Es gibt gesetzlich geregelte Fälle der Parteiänderung (= gesetzliche Parteiänderung), die an ein bestimmten Ereignis anknüpfen. Das Gesetz kann die Parteiänderung bei Eintritt des Ereignisses entweder direkt anordnen, sodass die Parteiänderung kraft Gesetzes stattfindet oder aber nur regeln bzw. nur die Möglichkeit einer Parteiänderung eröffnen, sodass die Parteiänderung letztlich noch vom Willen der Parteien abhängt.
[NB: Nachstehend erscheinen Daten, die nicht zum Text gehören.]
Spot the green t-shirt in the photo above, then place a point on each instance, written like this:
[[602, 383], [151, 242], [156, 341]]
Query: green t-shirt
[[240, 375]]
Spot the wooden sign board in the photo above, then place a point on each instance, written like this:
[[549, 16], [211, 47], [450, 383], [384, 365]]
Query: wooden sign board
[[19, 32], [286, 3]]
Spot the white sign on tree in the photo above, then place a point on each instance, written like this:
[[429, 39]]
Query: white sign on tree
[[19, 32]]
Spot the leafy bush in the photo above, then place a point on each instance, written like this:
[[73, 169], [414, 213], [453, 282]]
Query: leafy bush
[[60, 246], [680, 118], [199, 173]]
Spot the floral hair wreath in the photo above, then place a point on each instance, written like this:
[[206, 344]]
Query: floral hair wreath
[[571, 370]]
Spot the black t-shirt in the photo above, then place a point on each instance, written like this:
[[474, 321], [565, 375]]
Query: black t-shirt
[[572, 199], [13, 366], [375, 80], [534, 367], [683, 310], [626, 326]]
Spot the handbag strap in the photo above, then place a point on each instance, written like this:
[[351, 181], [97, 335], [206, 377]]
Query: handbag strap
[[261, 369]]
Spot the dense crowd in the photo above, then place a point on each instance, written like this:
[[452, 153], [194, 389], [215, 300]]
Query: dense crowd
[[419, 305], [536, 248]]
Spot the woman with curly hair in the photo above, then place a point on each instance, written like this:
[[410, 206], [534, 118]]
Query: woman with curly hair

Neben den gesetzlich geregelten Fällen kann eine Parteiänderung ferner auch auf Wunsch der Parteien und unabhängig vom Eintritt eines bestimmten Ereignisses erfolgen (= gewillkürte Parteiänderung).
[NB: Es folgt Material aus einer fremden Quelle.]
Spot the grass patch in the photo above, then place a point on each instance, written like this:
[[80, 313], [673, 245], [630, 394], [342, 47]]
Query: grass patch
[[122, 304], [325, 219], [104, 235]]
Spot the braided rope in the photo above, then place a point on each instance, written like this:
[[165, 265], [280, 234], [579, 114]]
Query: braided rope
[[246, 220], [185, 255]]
3. Wenn eine Partei stirbt, endet der Rechtsstreit (§ 239 ZPO).

Nein, das ist nicht der Fall!

Nach § 239 Abs. 1 ZPO tritt im Falle des Todes einer Partei eine Unterbrechung des Verfahrens bis zu dessen Aufnahme durch die Rechtsnachfolger ein. Für den Fall, dass eine Partei stirbt, ordnet die Norm somit neben einer Unterbrechung des Verfahrens einen gesetzlichen Parteiwechsel an. Der Parteiwechsel tritt dabei direkt mit dem Tod der Partei und unabhängig vom Willen des Rechtsnachfolgers oder der übrigen Parteien ein. Die Parteiänderung findet also kraft Gesetzes statt. Achtung: War die verstorbene Partei anwaltlich vertreten, wird das Verfahren nicht unterbrochen. Lediglich auf Antrag setzt das Gericht in diesem Fall das Verfahren aus (§§ 246, 248 ZPO), damit sich der Erbe in den Prozess einlesen kann.
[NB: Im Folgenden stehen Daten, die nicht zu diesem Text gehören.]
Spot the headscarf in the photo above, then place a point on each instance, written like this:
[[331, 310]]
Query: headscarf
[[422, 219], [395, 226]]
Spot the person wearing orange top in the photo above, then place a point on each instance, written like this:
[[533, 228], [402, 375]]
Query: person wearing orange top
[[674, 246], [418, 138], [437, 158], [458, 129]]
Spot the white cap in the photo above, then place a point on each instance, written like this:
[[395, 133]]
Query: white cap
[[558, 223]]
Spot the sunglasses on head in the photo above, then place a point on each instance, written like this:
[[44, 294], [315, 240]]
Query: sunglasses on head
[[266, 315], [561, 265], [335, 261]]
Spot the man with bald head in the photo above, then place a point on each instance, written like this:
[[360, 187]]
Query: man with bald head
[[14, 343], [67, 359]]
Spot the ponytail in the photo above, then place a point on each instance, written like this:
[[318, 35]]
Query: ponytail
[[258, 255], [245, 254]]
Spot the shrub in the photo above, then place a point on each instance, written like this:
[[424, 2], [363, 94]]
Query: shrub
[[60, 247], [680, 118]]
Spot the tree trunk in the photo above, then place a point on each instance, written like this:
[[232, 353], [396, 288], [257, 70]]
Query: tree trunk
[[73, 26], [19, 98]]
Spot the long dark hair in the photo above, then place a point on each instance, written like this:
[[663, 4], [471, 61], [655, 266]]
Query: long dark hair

4. S wird als alleiniger Erbe des V zum neuen Kläger des Rechtsstreits (§ 239 ZPO).

Ja, in der Tat!

Im Falle des Todes einer Partei tritt eine Unterbrechung des Verfahrens bis zu dessen Aufnahme durch die Rechtsnachfolger ein (§ 239 Abs. 1 ZPO). S ist alleiniger Erbe des V und damit nach § 1922 Abs. 1 BGB sein (Gesamt-)Rechtsnachfolger. Er wird zum neuen Kläger des Rechtsstreits.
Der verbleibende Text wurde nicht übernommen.